6. Performance, Metrics, and Empirical Outcomes
Key performance indicators confirm the effectiveness of granular codebooks:
- Spectral Efficiency and Robustness: In FDD MIMO, GMM-based granular codebooks yield higher probabilities of achieving near-optimal normalized spectral efficiency (nSE) in scenarios with sparse pilot symbols, outperforming conventional Lloyd clustering (Turan et al., 2022).
- Beamforming Signal Quality: Neural granular codebooks achieve 2–3 dB higher RSRP for initial access in 5G NR and support adaptation to new environments with minimal fine-tuning (Dreifuerst et al., 2023).
- Expressivity and Semantic Alignment: Text-aligned granular codebooks in LG-VQ, TA-VQ exhibit improved FID scores and multi-modal task accuracy, with ablations highlighting gains from multi-granular alignment (Liang et al., 23 May 2024, Liang et al., 3 Mar 2025).

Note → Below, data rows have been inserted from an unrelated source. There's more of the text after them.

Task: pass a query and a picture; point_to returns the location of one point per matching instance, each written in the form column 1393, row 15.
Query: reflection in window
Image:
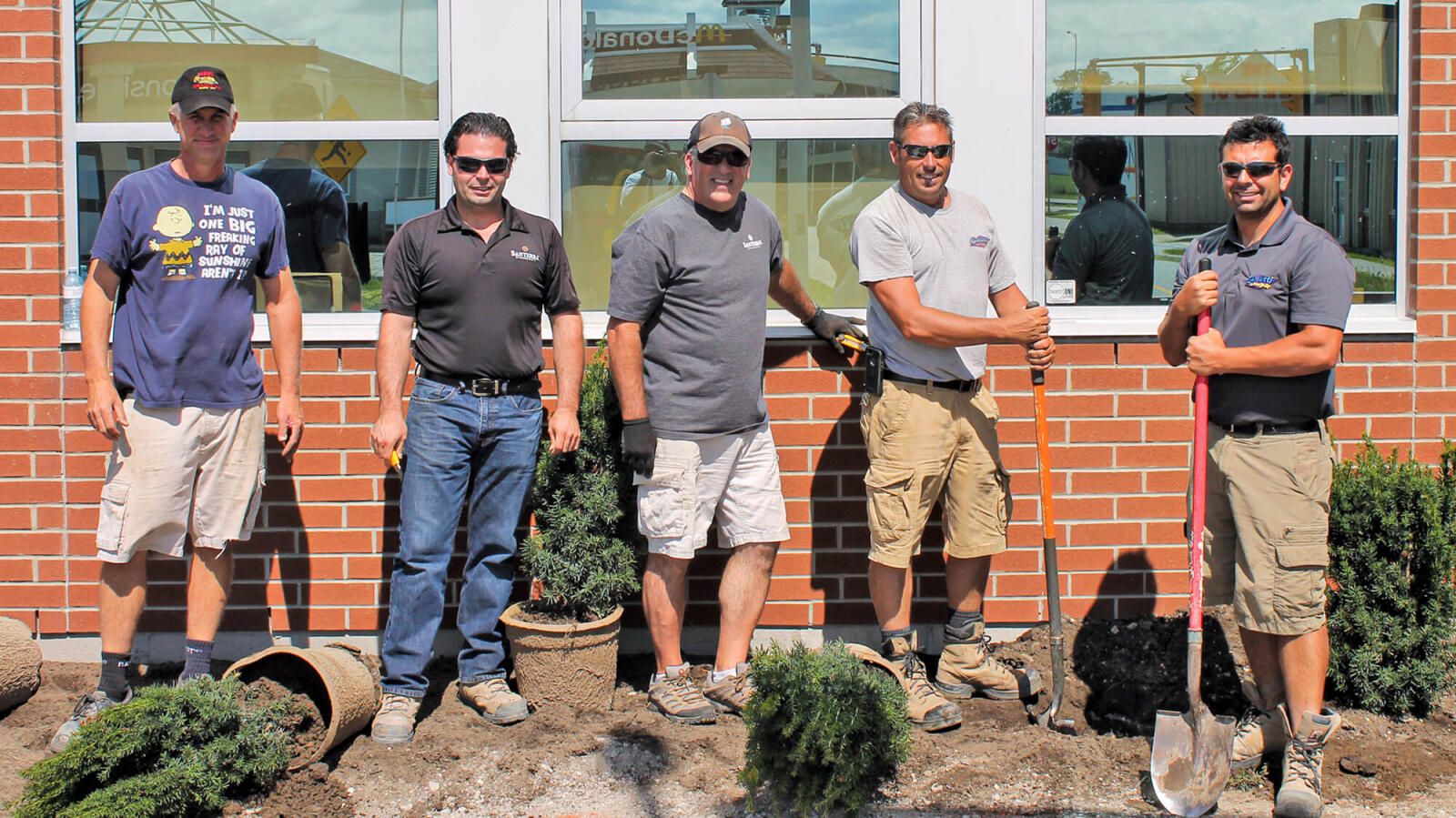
column 740, row 48
column 339, row 220
column 1346, row 185
column 1296, row 57
column 366, row 60
column 814, row 187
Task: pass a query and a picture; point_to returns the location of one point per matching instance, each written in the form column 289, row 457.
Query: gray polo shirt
column 478, row 303
column 1295, row 276
column 1108, row 250
column 698, row 283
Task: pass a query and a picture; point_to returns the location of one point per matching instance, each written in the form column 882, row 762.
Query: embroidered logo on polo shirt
column 524, row 254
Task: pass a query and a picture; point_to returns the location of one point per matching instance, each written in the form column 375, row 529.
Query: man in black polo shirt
column 1280, row 293
column 475, row 277
column 1108, row 247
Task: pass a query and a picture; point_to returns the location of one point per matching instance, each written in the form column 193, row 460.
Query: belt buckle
column 485, row 388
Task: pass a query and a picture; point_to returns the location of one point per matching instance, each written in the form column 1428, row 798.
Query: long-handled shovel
column 1052, row 716
column 1190, row 763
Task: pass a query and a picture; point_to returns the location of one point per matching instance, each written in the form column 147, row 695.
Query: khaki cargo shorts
column 931, row 444
column 1267, row 529
column 733, row 480
column 181, row 470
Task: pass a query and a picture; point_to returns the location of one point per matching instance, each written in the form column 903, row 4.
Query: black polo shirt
column 478, row 305
column 1295, row 276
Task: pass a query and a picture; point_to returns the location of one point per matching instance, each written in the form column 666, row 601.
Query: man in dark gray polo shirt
column 1279, row 293
column 689, row 284
column 473, row 277
column 1108, row 247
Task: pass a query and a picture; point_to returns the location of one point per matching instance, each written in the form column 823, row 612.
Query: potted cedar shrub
column 581, row 562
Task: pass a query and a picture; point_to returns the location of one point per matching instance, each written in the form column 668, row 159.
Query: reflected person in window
column 1279, row 294
column 688, row 327
column 475, row 278
column 1108, row 247
column 177, row 257
column 934, row 264
column 313, row 204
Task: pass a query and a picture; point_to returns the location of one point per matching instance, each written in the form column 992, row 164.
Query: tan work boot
column 1300, row 793
column 679, row 699
column 1259, row 730
column 494, row 701
column 926, row 708
column 395, row 721
column 967, row 670
column 730, row 694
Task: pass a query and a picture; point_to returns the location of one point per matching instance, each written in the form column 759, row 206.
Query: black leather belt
column 1299, row 427
column 487, row 388
column 973, row 386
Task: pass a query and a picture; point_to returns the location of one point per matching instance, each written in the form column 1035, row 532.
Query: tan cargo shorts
column 931, row 444
column 1267, row 529
column 181, row 470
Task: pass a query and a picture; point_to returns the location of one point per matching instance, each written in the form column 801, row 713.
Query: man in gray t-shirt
column 689, row 284
column 932, row 262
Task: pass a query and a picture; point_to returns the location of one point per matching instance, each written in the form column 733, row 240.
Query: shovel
column 1052, row 716
column 1190, row 763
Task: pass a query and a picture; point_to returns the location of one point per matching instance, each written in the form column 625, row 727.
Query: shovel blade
column 1190, row 763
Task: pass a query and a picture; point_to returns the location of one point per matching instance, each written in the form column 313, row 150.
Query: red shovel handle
column 1200, row 482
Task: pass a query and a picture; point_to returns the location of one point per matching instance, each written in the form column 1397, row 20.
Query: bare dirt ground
column 630, row 762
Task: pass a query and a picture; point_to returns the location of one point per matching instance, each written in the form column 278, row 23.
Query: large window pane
column 361, row 60
column 337, row 257
column 1220, row 57
column 1346, row 185
column 814, row 187
column 740, row 48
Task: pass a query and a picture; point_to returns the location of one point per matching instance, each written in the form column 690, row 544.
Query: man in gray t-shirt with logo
column 932, row 262
column 689, row 283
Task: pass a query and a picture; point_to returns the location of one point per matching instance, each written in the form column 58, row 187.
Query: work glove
column 640, row 446
column 830, row 327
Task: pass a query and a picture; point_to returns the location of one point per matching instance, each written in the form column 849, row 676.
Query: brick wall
column 1120, row 424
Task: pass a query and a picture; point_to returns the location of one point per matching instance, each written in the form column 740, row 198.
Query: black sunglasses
column 1257, row 169
column 917, row 152
column 472, row 165
column 715, row 156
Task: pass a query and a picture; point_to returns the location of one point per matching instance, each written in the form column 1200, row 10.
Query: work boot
column 926, row 708
column 494, row 701
column 730, row 694
column 86, row 709
column 1300, row 793
column 1259, row 730
column 395, row 721
column 968, row 670
column 681, row 701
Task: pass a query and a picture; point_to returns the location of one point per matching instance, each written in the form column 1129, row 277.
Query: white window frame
column 317, row 327
column 1142, row 319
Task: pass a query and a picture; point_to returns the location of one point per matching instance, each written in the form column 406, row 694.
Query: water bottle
column 72, row 300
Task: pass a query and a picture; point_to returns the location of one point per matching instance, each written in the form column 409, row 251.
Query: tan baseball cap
column 721, row 128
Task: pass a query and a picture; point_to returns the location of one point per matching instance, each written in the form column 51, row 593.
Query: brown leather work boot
column 926, row 708
column 1259, row 730
column 1300, row 793
column 968, row 670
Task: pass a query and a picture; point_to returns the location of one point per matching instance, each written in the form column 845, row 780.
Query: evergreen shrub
column 1392, row 563
column 824, row 731
column 171, row 752
column 580, row 553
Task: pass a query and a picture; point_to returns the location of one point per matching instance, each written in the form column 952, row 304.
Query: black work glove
column 640, row 446
column 830, row 327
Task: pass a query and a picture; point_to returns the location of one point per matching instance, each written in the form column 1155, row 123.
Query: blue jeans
column 459, row 446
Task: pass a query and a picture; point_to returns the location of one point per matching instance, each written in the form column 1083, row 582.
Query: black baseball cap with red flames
column 203, row 86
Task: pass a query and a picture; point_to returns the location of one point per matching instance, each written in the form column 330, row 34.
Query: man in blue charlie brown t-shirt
column 177, row 258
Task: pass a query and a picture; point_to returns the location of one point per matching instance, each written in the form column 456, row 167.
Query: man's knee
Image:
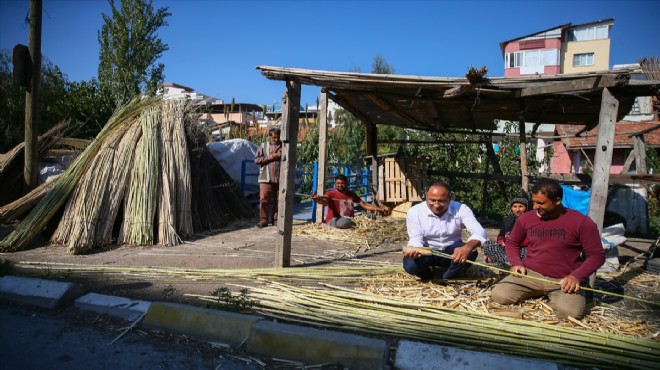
column 573, row 307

- Compression Efficiency: Denoising Diffusion Codebook Models (DDCM) attain state-of-the-art perceptual image compression with codebooks orders of magnitude smaller than the latent space (Ohayon et al., 3 Feb 2025).
- Low-Rate Semantic Fidelity: Condition codebooks in ULBSC deliver superior saliency fidelity and visual quality in generative semantic communication with far less overhead than prior diffuse or pixel-wise schemes (Ye et al., 7 Apr 2025).

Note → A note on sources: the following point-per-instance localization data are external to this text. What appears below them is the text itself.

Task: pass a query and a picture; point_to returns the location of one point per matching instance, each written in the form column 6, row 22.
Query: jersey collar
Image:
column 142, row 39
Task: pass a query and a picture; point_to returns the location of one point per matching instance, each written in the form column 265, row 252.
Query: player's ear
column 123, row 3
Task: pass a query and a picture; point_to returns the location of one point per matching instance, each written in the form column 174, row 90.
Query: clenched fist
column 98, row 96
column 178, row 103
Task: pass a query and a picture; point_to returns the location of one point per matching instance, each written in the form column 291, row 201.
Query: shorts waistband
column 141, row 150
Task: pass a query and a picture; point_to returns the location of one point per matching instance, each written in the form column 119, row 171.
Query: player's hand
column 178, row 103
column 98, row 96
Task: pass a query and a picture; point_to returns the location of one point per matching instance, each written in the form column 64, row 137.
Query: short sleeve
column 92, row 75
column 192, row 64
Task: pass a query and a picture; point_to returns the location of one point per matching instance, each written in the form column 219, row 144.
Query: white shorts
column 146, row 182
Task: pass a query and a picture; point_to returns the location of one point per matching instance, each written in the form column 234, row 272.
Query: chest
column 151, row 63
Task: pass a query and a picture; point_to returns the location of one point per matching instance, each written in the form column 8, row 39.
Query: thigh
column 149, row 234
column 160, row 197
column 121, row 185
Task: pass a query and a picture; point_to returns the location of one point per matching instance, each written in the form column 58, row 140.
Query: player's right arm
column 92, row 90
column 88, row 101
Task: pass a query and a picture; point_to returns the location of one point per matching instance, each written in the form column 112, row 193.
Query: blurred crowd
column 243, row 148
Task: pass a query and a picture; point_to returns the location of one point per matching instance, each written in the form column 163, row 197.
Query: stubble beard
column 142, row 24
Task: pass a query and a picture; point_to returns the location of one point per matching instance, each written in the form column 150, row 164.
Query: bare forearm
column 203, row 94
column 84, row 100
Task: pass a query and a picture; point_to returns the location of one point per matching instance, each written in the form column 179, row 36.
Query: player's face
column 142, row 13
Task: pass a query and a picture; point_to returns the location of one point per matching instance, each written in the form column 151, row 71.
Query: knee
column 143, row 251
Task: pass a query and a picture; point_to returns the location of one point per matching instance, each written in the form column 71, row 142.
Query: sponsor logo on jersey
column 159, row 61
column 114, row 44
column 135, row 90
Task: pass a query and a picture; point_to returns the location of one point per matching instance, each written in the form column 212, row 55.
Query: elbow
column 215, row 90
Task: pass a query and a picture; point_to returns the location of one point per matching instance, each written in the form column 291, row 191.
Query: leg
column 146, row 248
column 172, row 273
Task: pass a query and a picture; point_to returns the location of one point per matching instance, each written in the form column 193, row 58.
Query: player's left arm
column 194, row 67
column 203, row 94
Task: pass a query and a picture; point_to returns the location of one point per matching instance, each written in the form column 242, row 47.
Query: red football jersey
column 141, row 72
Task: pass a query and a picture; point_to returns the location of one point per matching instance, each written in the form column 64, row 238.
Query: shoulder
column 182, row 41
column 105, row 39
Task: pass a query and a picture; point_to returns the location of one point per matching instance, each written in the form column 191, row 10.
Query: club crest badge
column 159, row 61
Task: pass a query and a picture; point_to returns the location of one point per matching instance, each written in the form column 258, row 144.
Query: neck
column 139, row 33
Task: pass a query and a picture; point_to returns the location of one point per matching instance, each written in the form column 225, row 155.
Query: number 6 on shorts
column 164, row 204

- Codebook Perplexity/Usage: Enhanced granular codebooks maintain high perplexity and uniform usage, correlating directly to improved reconstruction accuracy and generative diversity (Zheng et al., 2023, Baykal et al., 2023).
7. Limitations and Future Research Directions
Despite their practical advantages, granular codebooks present open research questions regarding optimality, computational scalability, and theoretical guarantees:
- Scalability to Extreme Cardinality: As granularity increases, memory and search complexity grow, prompting the need for efficient indexation and search (e.g., PQ, product quantization or efficient neural lookup).
- Adaptive/Online Granularity: Dynamic adjustment of codebook size or structure may be required in non-stationary environments or for continual learning applications.
- Semantic Interpretability: While alignment strategies have improved codebook semantics, full interpretability, especially in arbitrary or highly non-stationary domains, remains a challenge.
- Interplay with Feedback/Control: The feedback channel’s capacity may ultimately limit the practical use of highly granular codebooks, especially in wireless or real-time settings.
- Theoretical Characterization: Deeper analysis is warranted to understand why discrete, granular codebooks retain expressiveness and foster diversity, particularly in DDCM and semantic communication frameworks (Ohayon et al., 3 Feb 2025).
Granular codebooks represent an overview of statistical learning, signal theory, and discrete optimization, with broad and expanding impact across communications, machine learning, and creative AI domains.